Pero a la quinta semana los mensajes sobre ese niño comenzaron a llegar. No fue la única equivalencia; la predicción de un terremoto en Haití, a finales de 2024, mostraba quince. Pero las de ese pequeño eran diferentes;  más personales,  más acuciantes. Al principio solo mencionaban a un niño, que cambiaría el mundo, que sería un gran líder… la palabrería típica y grandilocuente del arquetipo del salvador. Pero en seguida comenzaron a dar nombres, calles, localizaciones. Fechas. 

Jonás, al principio, hizo su trabajo. Pero las premoniciones eran cada vez más extrañas, más urgentes, y en imperativo: Protégelo, mientras él exista, hay esperanza para todos.

Poco a poco, el único dormitorio de su pequeño apartamento se convirtió en el escenario de la búsqueda de un asesino en serie. Un mapa, chinchetas de colores, post it con fechas a los lados. Nombres, calles, mensajes. Comenzó a catalogarlas en una carpeta aparte y no subirlas al sistema.
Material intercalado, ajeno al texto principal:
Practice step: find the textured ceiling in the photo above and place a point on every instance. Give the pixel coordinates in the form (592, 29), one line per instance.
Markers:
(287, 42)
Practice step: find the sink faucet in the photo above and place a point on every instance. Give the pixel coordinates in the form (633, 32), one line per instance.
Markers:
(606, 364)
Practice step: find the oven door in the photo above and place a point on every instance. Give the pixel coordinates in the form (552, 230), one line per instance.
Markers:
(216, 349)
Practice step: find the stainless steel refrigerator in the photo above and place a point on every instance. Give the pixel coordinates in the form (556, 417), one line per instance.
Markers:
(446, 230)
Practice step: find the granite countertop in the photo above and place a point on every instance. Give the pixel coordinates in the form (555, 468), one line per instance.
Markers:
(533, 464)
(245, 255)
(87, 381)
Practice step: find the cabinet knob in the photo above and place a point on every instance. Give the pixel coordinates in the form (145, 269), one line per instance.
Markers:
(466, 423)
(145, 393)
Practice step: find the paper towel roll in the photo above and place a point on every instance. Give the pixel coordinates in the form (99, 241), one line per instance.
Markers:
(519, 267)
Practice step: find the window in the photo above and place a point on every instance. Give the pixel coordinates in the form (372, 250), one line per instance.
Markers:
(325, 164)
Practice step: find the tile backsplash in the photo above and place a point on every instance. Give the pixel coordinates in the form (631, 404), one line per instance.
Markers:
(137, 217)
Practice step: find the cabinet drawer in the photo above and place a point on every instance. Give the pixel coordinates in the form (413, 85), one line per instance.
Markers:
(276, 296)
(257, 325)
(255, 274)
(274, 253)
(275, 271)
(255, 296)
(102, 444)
Incluso empezó a buscar en otras web referencias al pequeño. Pero nada. Protégelo. Ninguna equivalencia. Hay esperanza. Ninguna mención. No queda tiempo. Nada que le ofreciera luz. Ella lo busca. 

El último mensaje lo había recibido esa misma mañana. Era claro, conciso. No revestía del léxico o la estructura apremiante de una premonición. No iba implícito una petición de escucha, de creencia. No. Era breve y directo, como los mensajes que una esposa le deja al marido en el frigorífico. Solo que en este no ponía: cariño. 
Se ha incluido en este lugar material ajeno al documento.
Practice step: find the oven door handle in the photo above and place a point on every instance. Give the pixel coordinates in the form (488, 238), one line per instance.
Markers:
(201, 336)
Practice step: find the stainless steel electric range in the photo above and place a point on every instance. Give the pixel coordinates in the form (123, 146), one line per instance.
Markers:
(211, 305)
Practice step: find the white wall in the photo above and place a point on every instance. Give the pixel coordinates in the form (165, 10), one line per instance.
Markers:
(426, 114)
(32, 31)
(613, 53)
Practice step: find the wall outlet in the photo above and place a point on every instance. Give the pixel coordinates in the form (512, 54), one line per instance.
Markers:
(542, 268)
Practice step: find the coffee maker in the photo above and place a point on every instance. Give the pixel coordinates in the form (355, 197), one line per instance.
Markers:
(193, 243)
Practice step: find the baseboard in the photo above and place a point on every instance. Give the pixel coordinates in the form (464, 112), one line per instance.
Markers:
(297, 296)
<<Jonás, 10 am Central Park Oeste. No lo olvides. TODO DEPENDE DE TÍ.  

La situación en la que se encontraba en ese momento, agarrando al pequeño de la mano,  era culpa de ese mensaje. De él y de la respuesta de su cabeza ante él: qué cojones… 

Jonás agarró la mano del pequeño con fuerza. El nombre de la cafetería le pareció pura ironía: el mundo de Alicia. Un mundo de fantasía en el que nada era lo que parecía y en el que cada elección parecía equivocada. Miró al pequeño. 
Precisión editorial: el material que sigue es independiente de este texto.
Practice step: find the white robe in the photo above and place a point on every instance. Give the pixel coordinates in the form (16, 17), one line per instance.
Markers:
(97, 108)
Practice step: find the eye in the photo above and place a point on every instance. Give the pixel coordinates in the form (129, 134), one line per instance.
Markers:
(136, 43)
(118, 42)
—¿Quieres descansar? —El pequeño asintió—. Vale. Nos tomaremos un chocolate caliente.

No había hablado desde que Jonás lo abordara en el camino de regreso a su casa. Ni una palabra. Como si ya lo esperara. Pero en el momento que le cogió la mano y lo desvió de su camino, Jonás ya había dejado de cuestionarse las cosas. 

La cafetería tenía una fachada que imitaba los pequeños e íntimos cafés de parís. El pequeño sonrió al entrar y ver justo encima de la barra la pintura de un conejo que corría y del sombrero loco que los perseguía con una taza de café en la mano.  El interior estaba a una temperatura agradable y el olor a cookies recién hechas, vainilla y café inundaba el lugar. 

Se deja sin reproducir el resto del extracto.